No início daquela tarde, na sala dos oficiais da Pearl, Seratard bateu seu copo no de Sir William, ambos se congratulando pela reunião.
— Um passo à frente maravilhoso, Henri, meu velho — disse Sir William, jovial. Ele pegou a garrafa, tornou a verificar o rótulo. — Nada mal para um 48. E excelente repasto também.
Na mesa, havia sobras do almoço providenciado pelo chefde Seratard: tortas de pombo frias, quiche, migalhas de pão francês e umas poucas fatias de um Brie devorado, trazido pelo último navio mercante que chegara de Xangai.
— Ainda não posso acreditar que Yoshi tenha oferecido tudo o que ofereceu, Henri.
— Concordo. E maravilhoso é a palavra certa.

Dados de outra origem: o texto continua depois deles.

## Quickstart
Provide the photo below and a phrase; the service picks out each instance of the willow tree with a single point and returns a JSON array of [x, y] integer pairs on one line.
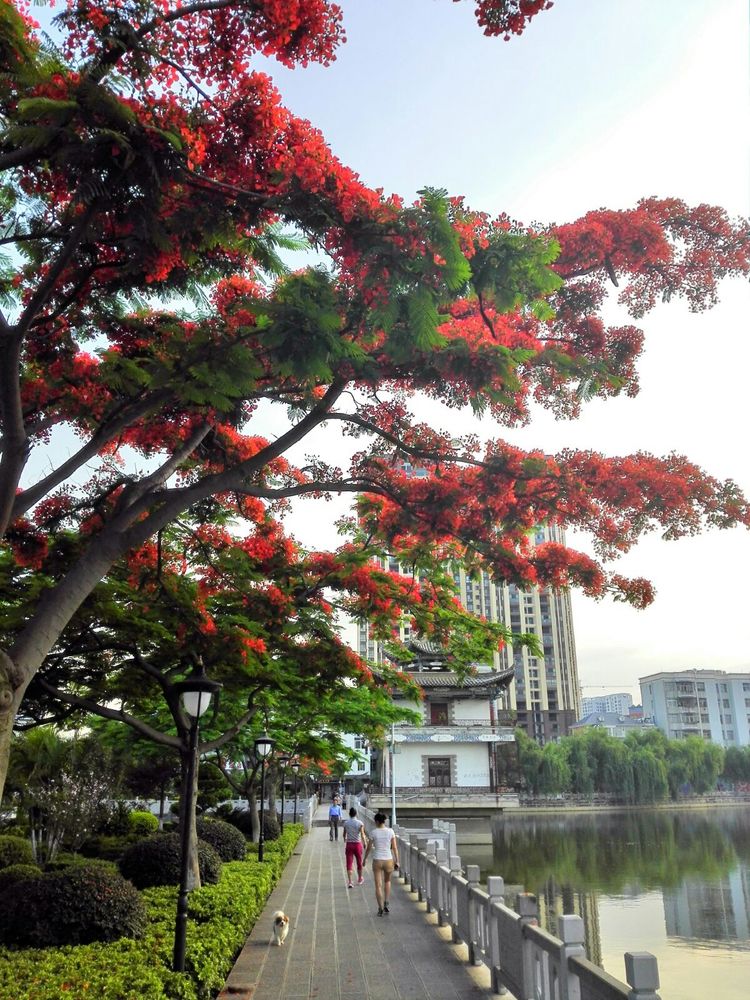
[[144, 159]]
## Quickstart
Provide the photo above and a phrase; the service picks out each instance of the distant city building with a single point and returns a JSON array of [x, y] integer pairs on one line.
[[545, 693], [711, 704], [620, 702], [614, 724]]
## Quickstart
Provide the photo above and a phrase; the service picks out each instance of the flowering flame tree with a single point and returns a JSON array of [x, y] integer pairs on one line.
[[143, 162]]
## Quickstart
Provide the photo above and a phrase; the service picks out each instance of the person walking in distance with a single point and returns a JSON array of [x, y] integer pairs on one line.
[[384, 861], [355, 841], [334, 815]]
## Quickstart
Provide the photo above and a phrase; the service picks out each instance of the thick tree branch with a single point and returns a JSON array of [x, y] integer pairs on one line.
[[47, 286], [122, 418], [171, 503], [119, 715], [15, 442]]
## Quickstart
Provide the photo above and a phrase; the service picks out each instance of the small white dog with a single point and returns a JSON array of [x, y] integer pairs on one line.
[[280, 927]]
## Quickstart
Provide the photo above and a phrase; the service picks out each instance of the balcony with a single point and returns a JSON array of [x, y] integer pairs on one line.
[[460, 731]]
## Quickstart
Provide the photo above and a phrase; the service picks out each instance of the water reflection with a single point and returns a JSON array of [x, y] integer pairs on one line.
[[671, 882]]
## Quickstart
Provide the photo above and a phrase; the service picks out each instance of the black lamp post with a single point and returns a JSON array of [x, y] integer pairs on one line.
[[295, 768], [283, 761], [263, 747], [196, 692]]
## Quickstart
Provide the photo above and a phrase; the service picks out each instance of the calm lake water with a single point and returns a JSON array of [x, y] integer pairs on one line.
[[676, 884]]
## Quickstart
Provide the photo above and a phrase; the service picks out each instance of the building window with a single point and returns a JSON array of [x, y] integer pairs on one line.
[[438, 713], [439, 772]]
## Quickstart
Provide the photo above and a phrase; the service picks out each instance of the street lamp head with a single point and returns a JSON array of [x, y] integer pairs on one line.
[[196, 692], [263, 745]]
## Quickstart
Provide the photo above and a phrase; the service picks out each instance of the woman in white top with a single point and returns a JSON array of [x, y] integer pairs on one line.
[[384, 861]]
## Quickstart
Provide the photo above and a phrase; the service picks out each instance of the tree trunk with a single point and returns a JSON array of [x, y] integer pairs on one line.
[[53, 612]]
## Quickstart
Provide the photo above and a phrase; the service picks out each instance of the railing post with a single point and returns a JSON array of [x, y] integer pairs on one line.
[[441, 856], [414, 872], [455, 863], [496, 892], [528, 910], [472, 877], [642, 974], [451, 838], [430, 873], [571, 931], [421, 849]]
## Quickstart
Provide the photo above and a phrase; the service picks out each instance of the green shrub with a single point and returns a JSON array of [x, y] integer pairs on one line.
[[156, 861], [15, 830], [82, 904], [221, 916], [242, 819], [142, 823], [225, 839], [14, 874], [271, 828], [115, 820], [15, 851], [106, 848], [64, 861]]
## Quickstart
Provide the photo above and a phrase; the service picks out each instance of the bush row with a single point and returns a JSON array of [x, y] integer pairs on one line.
[[221, 916]]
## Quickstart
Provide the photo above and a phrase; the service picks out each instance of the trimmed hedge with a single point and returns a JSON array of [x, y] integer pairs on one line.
[[142, 823], [15, 851], [81, 904], [225, 839], [156, 861], [13, 874], [221, 917]]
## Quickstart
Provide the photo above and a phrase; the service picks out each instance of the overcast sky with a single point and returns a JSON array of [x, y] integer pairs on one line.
[[597, 104]]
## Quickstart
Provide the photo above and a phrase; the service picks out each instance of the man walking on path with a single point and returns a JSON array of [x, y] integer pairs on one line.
[[334, 815], [355, 840], [384, 849]]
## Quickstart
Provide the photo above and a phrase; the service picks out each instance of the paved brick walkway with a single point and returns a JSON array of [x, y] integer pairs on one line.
[[339, 949]]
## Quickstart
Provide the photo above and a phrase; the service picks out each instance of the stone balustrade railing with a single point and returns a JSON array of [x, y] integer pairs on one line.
[[523, 959]]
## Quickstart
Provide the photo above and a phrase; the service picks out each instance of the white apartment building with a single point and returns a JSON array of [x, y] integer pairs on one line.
[[545, 694], [711, 704], [619, 702]]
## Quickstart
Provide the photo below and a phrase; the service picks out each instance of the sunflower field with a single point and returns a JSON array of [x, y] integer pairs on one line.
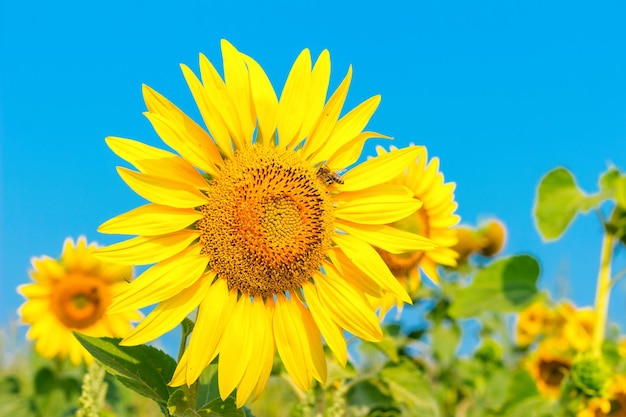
[[287, 258]]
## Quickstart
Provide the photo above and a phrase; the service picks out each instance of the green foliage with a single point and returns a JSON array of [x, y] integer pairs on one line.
[[558, 201], [505, 286], [144, 369]]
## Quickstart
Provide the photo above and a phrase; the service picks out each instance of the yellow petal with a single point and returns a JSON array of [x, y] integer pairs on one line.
[[238, 86], [370, 262], [347, 307], [349, 153], [162, 191], [146, 250], [162, 281], [387, 238], [210, 114], [169, 313], [352, 274], [348, 127], [293, 100], [34, 290], [263, 339], [167, 165], [320, 76], [327, 120], [264, 98], [376, 205], [267, 350], [46, 269], [151, 220], [236, 347], [188, 138], [33, 309], [291, 342], [331, 332], [380, 169], [213, 316], [219, 99]]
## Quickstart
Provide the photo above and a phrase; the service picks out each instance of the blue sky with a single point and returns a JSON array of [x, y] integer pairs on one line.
[[501, 92]]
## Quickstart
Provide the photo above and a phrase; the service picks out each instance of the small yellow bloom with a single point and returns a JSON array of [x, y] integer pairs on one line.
[[576, 326], [252, 223], [72, 294], [434, 220], [613, 405], [548, 366]]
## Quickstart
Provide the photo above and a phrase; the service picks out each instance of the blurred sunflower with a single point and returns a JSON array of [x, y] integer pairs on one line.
[[72, 294], [252, 224], [613, 405], [435, 220], [548, 366]]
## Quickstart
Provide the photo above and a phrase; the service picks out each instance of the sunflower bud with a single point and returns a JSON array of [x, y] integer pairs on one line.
[[590, 374]]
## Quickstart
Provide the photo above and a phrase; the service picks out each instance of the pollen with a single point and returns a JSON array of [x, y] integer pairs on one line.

Nós treinaremos a marinha, vocês cuidam do exército, nós nos encarregamos do sistema bancário e alfândega.
— Sonhador! — interrompeu-o Sir William, com uma risada. — Mas não vamos discutir sobre a divisão. Londres e Paris cuidarão disso. — Ele arrotou, contente, antes de acrescentar: — Tudo se reduzirá ao “quanto”, no final das contas, pois é óbvio que teremos de emprestar os recursos para que comprem nossos navios, fábricas, ou qualquer outra coisa... por mais que eles digam que pagarão.